Selon l’anthropologue Ruth Benedict, les cultures peuvent être classées en fonction de l’utilisation sociale qu’il est fait de la honte en tant que régulateur des rapports entre individus. La culture japonaise place la honte au centre des interactions entre les individus. La honte présente un certain nombre d’aspects positifs : l’apprentissage de la vie en société, l’humanisme, une juste inhibition. Mais à un certain niveau de malaise, la honte est aussi source de souffrance individuelle. Quand elle est excessive, elle devient synonyme d’isolement, de mal être, de phobie sociale et d’anxiété liée à un sentiment d’insécurité et de rejet.

Masami, 45 ans :

« Quand je suis arrivée en France il y a 6 ans, mon intégration n’a pas été facile. Ou plutôt : je me suis mise en tête que ça serait difficile. Je pensais que mes collègues ne m’appréciaient pas. Je trouvais la barrière de la langue difficile à surmonter. Peu à peu, la barrière de la langue était devenue une barrière sociale tout court.

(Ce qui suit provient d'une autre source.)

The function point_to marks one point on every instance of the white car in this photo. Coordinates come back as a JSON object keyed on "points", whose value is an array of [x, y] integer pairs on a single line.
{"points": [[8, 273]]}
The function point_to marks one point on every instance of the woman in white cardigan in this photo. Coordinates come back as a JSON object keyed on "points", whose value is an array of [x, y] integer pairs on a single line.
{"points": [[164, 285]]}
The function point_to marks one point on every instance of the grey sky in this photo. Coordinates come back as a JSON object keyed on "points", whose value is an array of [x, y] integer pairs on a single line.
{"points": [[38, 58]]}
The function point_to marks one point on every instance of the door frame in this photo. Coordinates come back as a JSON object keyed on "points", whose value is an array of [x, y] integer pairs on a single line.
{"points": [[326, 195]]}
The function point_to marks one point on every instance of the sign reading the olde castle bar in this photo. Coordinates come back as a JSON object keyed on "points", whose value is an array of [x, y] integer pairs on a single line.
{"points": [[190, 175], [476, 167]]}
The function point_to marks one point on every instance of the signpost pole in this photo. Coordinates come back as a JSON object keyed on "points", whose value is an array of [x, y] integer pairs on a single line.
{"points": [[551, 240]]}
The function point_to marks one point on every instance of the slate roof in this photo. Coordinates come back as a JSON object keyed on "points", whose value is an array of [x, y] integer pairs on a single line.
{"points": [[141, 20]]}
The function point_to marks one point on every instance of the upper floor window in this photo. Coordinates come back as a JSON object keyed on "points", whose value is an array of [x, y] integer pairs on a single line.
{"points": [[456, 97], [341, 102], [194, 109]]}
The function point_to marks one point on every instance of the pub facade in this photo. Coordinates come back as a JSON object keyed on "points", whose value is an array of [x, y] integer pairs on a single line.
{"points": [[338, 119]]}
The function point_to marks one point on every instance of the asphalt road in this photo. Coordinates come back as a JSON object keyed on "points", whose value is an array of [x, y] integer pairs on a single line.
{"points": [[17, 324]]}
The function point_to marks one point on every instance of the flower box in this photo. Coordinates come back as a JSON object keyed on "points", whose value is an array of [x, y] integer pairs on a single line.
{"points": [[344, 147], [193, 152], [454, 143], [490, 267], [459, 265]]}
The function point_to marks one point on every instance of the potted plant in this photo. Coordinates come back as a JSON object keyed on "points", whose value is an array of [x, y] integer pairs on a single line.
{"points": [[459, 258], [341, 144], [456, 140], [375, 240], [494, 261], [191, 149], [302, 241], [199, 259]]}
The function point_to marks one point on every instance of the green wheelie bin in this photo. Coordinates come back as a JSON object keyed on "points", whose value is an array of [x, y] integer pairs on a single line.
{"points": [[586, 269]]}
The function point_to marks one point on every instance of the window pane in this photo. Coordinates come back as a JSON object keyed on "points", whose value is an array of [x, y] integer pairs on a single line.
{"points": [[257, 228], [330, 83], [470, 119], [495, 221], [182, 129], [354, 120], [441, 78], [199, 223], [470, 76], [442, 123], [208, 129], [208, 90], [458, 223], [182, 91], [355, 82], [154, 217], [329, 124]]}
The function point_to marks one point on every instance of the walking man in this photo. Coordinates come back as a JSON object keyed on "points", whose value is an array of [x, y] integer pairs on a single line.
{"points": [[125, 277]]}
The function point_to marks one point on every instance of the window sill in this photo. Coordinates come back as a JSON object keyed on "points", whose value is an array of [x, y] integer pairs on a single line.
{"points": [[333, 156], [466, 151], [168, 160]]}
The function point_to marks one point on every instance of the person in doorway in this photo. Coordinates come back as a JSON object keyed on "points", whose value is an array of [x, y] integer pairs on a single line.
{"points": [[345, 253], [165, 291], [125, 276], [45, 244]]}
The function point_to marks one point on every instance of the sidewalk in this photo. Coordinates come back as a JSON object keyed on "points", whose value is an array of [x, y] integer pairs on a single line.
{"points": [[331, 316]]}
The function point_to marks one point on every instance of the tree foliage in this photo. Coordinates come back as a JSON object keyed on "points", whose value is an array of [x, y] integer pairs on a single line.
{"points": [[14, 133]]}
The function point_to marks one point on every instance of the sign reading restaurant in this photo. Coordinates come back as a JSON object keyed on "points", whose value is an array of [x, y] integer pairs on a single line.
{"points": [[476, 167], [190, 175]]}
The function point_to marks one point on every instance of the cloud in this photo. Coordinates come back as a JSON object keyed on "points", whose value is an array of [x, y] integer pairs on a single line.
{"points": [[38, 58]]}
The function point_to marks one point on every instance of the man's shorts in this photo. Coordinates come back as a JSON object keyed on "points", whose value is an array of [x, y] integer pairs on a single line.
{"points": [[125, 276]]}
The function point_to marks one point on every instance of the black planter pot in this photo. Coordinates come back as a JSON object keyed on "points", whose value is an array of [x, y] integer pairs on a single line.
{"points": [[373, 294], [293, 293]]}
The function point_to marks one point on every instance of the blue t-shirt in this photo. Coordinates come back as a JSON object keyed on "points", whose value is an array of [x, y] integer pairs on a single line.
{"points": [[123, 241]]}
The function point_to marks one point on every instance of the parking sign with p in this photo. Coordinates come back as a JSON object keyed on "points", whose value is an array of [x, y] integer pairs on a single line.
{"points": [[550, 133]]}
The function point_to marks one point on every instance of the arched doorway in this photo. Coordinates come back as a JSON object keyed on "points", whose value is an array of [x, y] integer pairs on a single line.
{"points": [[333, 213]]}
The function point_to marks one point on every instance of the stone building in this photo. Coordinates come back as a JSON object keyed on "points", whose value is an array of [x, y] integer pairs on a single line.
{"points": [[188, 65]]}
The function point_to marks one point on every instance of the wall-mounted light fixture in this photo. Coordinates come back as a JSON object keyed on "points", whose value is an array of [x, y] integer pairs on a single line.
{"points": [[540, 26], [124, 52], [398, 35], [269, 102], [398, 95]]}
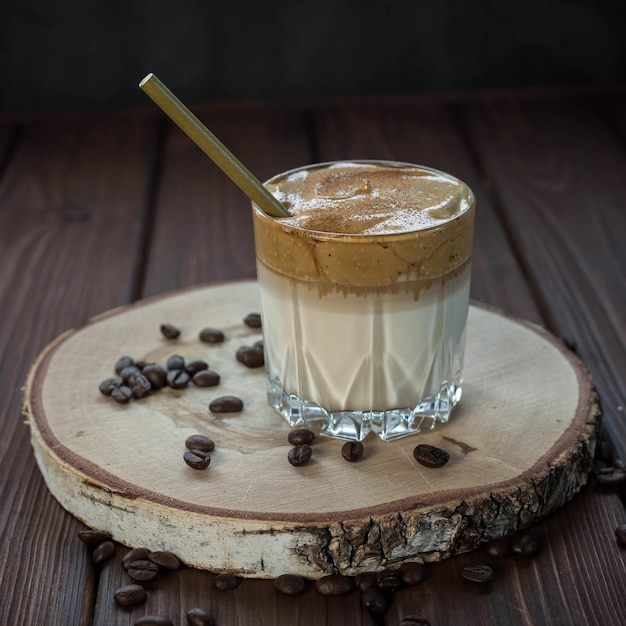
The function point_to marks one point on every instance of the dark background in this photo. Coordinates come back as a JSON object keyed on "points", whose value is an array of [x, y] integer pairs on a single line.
{"points": [[77, 54]]}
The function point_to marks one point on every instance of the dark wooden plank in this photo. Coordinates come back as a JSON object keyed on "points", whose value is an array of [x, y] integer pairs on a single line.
{"points": [[72, 200], [425, 131], [422, 130], [203, 227], [557, 171], [576, 577]]}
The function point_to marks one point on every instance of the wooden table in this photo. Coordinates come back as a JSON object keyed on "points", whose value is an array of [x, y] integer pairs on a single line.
{"points": [[101, 209]]}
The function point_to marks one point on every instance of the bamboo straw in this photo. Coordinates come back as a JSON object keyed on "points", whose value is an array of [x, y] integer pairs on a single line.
{"points": [[212, 146]]}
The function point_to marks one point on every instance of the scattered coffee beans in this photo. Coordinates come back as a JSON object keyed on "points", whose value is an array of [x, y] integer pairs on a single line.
{"points": [[108, 385], [250, 356], [136, 554], [253, 320], [412, 574], [140, 386], [477, 573], [290, 584], [226, 404], [430, 456], [335, 585], [211, 335], [389, 580], [92, 538], [154, 620], [206, 378], [300, 436], [103, 552], [143, 570], [197, 459], [130, 595], [175, 362], [155, 374], [169, 331], [122, 394], [352, 451], [165, 560], [177, 379], [300, 455], [223, 582], [365, 581], [374, 599], [199, 617], [199, 442]]}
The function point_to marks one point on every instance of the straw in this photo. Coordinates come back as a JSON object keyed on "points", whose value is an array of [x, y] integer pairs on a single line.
{"points": [[212, 146]]}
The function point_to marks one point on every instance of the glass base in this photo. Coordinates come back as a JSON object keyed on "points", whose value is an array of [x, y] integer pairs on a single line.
{"points": [[356, 425]]}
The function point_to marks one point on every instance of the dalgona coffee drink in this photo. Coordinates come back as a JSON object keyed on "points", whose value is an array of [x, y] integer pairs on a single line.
{"points": [[364, 296]]}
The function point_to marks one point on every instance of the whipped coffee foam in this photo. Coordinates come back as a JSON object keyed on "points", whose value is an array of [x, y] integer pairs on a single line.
{"points": [[367, 198]]}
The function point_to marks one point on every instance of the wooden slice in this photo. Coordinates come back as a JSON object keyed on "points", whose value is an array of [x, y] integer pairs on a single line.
{"points": [[521, 444]]}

J’avais honte de ne pas tout comprendre de ce que mon interlocuteur me disait. Tout allait toujours trop vite pour moi. J’ai fini par ne plus sortir pour rester chez moi et dialoguer sur Internet avec ma famille au Japon. Je me sentais profondément seule. »

Depuis, la situation s’est heureusement améliorée : Masami travaille exclusivement en anglais et a progressé en français.

« Ça paraît ridicule dit comme ça, mais c’est bien Internet qui m’a gardé de la dépression. Sans un peu d’organisation pour maintenir le tissu social, cela ne m’étonne pas que certains de mes compatriotes puissent finir par vivre l’isolement. Notre culture fonctionne très différemment de la culture française. »

La bureaucratie de notre système administratif et la densité de nos tissus sociaux ne sont pas sans compliquer l’intégration des Japonais, très habitués au fonctionnement « à l’amiable » et à la courtoisie systématique.

Bien heureusement, le « syndrome de Paris » ne touche pas l’intégralité des Japonais en France. Depuis que le Docteur Hiroaki ?ta a mis un nom sur le phénomène (en 1991), les équipes de psychiatrie veillent et n’hésitent pas à proposer un vrai traitement de fond pour les malades. Cet été encore, 6 Japonais ont été rapatriés d’urgence au Japon.

Mais lorsque l’expatrié japonais bénéficie d’un entourage (lien avec la famille restée au pays, associations en France, famille d’accueil, amis et collègues), le séjour en France peut se dérouler sans encombre.

Le syndrome de Paris est surprenant par ses symptômes psychologiques. Mais la médecine connaît d’autres syndromes du voyageur. C’est le cas du syndrome indien, terminologie qui renvoie, elle, aux accès de folie ressentis par les touristes en Inde, déboussolés par la chaleur, la foule, le bruit et l’omniprésence du mysticisme dans la culture indienne.